Medical Developments (ASX:MVP) shares dropped as much as 17 per cent today after the drug developer admitted sales were lower than expected this year.
Medical Dev is pursuing an aggressive global rollout of its Penthrox green whistle device — a self-administered, non-opioid pain relief inhaler seen used above by NRL player Johnathan Thurston.
Medical Dev chief John Sharman told investors that despite the global expansion plans – revenue for 2018 would likely be flat or slightly down from last year.
“FY18 Sales revenue is lower than market expectation mainly because of lower device sales in Australia and lower-than-expected sales growth rates for devices in the USA and Europe,” Mr Sharman said.

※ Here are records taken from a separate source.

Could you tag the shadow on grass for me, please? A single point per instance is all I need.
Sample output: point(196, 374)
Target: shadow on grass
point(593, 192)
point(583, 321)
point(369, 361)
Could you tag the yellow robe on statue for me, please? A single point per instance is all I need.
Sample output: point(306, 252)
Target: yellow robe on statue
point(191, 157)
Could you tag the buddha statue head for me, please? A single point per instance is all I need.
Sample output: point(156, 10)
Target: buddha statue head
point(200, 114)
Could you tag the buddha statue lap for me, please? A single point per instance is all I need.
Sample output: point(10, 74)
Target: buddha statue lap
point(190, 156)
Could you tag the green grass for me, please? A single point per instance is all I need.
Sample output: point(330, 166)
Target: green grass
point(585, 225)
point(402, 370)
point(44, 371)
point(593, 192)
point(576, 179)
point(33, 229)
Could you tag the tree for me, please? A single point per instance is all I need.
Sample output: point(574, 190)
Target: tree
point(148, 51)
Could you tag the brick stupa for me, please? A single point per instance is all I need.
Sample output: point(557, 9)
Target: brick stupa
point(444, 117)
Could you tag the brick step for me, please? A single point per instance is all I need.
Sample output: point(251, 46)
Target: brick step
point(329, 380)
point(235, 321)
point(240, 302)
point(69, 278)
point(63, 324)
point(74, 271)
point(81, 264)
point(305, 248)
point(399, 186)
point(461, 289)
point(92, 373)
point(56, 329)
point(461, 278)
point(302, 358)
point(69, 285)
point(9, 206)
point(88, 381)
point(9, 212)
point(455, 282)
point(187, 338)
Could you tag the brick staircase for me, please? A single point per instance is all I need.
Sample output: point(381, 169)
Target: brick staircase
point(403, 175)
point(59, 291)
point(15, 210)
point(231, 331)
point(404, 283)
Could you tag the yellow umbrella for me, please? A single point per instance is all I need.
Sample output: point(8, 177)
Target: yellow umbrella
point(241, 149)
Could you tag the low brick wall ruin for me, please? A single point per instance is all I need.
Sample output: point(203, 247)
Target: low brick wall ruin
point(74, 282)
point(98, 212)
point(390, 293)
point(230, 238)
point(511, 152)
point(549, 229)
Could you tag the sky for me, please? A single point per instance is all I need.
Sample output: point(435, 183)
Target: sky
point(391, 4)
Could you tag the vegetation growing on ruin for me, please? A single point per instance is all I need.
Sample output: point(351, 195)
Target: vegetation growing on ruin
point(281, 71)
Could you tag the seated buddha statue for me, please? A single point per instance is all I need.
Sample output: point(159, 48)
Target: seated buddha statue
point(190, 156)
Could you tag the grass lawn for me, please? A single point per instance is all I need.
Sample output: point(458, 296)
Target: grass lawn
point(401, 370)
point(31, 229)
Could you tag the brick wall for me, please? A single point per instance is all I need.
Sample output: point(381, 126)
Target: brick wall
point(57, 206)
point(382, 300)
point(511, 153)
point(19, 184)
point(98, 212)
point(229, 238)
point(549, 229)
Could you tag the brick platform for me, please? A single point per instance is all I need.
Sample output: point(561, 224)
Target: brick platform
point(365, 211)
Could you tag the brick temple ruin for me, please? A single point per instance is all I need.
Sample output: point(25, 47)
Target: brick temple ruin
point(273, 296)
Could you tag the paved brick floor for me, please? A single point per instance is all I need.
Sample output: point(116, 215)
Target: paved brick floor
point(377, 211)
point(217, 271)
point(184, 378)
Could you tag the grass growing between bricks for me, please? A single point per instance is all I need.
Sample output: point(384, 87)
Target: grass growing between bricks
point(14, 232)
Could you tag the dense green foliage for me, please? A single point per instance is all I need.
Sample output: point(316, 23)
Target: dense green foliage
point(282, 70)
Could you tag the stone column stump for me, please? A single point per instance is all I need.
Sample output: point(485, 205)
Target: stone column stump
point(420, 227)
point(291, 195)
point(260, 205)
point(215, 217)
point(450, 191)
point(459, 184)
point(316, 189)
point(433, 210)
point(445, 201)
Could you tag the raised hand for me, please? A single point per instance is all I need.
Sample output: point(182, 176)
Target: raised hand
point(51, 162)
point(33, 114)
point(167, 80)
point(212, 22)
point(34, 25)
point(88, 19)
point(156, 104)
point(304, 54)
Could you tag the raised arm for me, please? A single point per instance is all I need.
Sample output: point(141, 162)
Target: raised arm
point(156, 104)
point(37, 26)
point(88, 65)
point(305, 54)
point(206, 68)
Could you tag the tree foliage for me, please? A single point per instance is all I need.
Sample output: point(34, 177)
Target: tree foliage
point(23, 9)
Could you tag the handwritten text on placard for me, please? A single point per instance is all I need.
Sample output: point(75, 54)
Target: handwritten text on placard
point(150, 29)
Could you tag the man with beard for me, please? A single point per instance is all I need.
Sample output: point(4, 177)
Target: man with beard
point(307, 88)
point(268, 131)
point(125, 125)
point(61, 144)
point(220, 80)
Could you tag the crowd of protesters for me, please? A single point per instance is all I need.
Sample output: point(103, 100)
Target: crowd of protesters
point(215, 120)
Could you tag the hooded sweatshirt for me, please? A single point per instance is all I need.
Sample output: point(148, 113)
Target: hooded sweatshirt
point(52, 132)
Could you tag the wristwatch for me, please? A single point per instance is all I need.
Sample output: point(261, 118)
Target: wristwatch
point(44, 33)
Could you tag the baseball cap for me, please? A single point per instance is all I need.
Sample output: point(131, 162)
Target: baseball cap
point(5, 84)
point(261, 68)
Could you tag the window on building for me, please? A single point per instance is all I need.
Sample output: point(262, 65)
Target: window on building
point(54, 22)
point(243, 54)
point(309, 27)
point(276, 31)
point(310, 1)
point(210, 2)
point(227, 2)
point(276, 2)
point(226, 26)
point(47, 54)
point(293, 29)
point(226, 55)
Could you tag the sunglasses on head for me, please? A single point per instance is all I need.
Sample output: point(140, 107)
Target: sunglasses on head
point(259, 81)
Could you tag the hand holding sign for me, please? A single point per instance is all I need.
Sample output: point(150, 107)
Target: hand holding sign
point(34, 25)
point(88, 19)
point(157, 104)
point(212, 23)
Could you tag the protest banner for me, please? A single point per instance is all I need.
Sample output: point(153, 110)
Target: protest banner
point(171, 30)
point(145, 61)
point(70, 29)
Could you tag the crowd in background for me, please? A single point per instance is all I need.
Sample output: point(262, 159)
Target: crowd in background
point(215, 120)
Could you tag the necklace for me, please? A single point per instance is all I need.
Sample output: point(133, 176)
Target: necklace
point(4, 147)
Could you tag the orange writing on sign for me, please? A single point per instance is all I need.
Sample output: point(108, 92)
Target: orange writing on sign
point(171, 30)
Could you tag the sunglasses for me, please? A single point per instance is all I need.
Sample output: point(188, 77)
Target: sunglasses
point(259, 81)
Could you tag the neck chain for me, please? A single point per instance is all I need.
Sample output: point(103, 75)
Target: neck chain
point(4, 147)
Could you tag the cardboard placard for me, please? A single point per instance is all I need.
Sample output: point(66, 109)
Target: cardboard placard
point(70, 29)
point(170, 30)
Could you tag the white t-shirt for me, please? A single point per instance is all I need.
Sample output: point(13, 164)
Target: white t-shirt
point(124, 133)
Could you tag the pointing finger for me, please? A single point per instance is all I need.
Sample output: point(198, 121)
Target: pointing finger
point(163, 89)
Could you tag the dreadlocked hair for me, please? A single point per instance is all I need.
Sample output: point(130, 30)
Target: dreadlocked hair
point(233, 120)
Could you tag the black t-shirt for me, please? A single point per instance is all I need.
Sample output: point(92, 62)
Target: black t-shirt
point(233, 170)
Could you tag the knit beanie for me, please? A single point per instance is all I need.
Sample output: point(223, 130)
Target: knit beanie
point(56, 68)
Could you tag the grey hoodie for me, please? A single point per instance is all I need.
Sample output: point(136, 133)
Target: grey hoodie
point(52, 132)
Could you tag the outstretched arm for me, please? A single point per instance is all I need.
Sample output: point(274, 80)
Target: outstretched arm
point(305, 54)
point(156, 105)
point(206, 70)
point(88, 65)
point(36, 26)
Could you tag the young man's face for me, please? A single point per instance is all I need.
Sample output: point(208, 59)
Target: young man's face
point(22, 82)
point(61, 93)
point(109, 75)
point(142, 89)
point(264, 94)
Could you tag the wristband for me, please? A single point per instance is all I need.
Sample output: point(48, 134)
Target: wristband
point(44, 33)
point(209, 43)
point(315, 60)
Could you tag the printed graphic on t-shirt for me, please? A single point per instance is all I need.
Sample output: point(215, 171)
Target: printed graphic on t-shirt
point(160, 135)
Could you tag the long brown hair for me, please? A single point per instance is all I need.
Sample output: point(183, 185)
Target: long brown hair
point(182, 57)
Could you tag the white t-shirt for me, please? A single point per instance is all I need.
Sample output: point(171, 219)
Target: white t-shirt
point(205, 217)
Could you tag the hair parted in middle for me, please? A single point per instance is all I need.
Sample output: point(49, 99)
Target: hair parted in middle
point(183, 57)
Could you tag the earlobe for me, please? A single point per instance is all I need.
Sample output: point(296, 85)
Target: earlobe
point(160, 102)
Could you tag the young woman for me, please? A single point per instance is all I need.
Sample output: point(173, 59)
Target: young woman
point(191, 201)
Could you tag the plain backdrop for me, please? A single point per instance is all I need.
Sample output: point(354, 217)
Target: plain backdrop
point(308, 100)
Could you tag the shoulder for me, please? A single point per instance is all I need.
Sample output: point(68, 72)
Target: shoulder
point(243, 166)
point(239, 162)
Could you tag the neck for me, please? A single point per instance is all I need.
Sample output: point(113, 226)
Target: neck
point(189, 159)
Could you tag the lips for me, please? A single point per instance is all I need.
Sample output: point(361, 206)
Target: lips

“Both the USA and Europe respiratory device businesses will still deliver good sales growth, but some delays in key contracts and partnership agreements have impacted our initial growth rate expectations.
“Underlying profit for FY18 is expected to be $0.3m because of, among other things, the company continues to invest in the required infrastructure ahead of the anticipated roll out of Penthrox across Europe, Mexico, Canada and the Middle East.”
The shares hit $5.92 this morning before rebounding to $6.22 by 12.20pm AEST.
The stock has traded between $4.61 and $8.07 over the past year. Medical Dev is valued at about $425 million.
Sales in new markets were not expected until late 2019.
Earlier this year the company inked a US deal with the country’s second biggest drugstore chain, Walgreens and in September it was recommended for use in all UK ambulances for injuries causing moderate to severe pain.
Penthrox has been used safely and effectively for more than 40 years in Australia with some 5 million units sold.
MVP says there is growing interest in Penthrox being used in patients undergoing investigatory procedures such as colonoscopies.